Kesinlikle, suret-i haktan gözükerek bu tür operasyon yapanlar hakkında ayrı bir soruşturma ve takip yaparak, suçlu oldukları tesbit edilirse, örgütlü suç kapsamında ağırlaştırılmış bir şekilde cezalandırılmalıdır. Bunu anlamak zor değil. Gelen itirazlar, ayrı bir yerde ve ayrı bir kurul tarafından incelenmeli, yaygın şekilde itiraz alan tasarruflar dikkatle incelenmeli ve ayrıca görevden alınanların yerine yapılan atamalar da takibe alınmalıdır. Çünkü bu hainler hâlâ hedef seçtikleri birilerini cezalandırırken, öte yandan kendi adamlarını, farklı cemaat referanslarını kullanarak sistemin içine yerleştirebilmektedirler..
Kişiler hakkında referans olarak alınan istihbarat bilgilerinin, FETÖ’cüler tarafından daha önce oluşturulmuş fişlemeler olup olmadığına dikkat etmek gerek.. Bu kaynaklardaki bilgiler fabrikasyon olabileceği unutulmamalı..
Bakın, personel, bilişim, mali işler, satınalma, güvenlik, sekreterya gibi bölümlerde çalışanlara dikkat etmek gerek. Kripto isimleri tasfiye etseniz bile, haklarında dinleme ve istihbarat kaydı bulunan kişiler tehdit ve şantajla paralel çete tarafından kullanılabilir..

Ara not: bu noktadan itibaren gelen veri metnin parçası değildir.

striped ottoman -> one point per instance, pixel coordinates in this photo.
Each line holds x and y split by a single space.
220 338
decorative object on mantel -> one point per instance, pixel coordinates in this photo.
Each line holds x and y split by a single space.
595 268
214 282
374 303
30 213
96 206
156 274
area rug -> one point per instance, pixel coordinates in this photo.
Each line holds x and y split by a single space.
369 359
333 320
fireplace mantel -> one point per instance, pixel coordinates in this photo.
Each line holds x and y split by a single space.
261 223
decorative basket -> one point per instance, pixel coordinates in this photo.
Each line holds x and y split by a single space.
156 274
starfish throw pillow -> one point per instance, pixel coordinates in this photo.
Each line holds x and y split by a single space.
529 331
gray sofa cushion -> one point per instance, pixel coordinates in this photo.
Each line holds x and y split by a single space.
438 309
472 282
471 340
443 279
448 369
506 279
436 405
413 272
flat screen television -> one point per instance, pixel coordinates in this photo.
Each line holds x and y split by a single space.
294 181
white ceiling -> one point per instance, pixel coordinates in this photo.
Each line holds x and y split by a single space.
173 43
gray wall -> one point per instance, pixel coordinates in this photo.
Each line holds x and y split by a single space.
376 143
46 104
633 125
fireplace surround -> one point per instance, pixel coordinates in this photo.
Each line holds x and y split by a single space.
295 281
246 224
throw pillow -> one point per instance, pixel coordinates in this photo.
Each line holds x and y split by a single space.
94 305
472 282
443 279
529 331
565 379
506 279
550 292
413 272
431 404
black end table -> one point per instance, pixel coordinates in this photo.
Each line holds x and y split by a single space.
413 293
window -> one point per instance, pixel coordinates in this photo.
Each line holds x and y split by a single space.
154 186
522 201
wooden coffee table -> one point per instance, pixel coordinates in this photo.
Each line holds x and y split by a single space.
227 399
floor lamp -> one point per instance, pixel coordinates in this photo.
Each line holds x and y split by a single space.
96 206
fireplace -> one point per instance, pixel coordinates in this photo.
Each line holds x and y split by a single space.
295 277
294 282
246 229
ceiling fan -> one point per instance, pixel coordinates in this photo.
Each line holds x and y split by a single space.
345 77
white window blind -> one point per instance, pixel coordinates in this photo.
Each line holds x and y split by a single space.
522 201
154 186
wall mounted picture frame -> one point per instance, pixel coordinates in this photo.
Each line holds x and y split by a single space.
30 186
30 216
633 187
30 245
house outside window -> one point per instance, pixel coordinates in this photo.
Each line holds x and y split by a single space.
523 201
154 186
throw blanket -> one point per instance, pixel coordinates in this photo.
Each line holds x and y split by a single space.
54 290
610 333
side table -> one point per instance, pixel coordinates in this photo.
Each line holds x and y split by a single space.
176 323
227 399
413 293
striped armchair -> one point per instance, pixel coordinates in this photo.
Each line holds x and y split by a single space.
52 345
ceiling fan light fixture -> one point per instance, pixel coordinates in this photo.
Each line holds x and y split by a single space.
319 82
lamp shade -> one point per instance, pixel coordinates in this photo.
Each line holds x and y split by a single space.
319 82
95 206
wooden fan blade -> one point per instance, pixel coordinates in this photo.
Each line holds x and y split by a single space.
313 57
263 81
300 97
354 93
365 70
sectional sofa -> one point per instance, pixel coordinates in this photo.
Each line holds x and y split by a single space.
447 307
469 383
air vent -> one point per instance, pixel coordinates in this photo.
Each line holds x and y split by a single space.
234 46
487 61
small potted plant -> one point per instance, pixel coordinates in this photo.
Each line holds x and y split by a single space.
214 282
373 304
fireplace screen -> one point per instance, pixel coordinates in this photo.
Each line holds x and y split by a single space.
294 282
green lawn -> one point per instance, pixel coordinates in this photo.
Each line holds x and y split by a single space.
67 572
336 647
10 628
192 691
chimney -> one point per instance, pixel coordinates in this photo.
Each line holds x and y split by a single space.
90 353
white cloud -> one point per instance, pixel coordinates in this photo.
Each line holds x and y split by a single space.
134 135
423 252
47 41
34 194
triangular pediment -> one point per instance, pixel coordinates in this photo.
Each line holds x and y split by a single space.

Bu işler yapılırken taksirli suçlar da, karar verici işlemlerden sınırlı ölçüde sorumlu tutulabilir. Ama yaygın yanlışlar makul taksir sınırının ötesine geçiyorsa, o zaman taammüd suçlaması ile ilgili kişi derhal görevden alınmalı, kendi imzasını taşıyan görevden alma ve görevlendirme işlemleri yeniden gözden geçirilmeli.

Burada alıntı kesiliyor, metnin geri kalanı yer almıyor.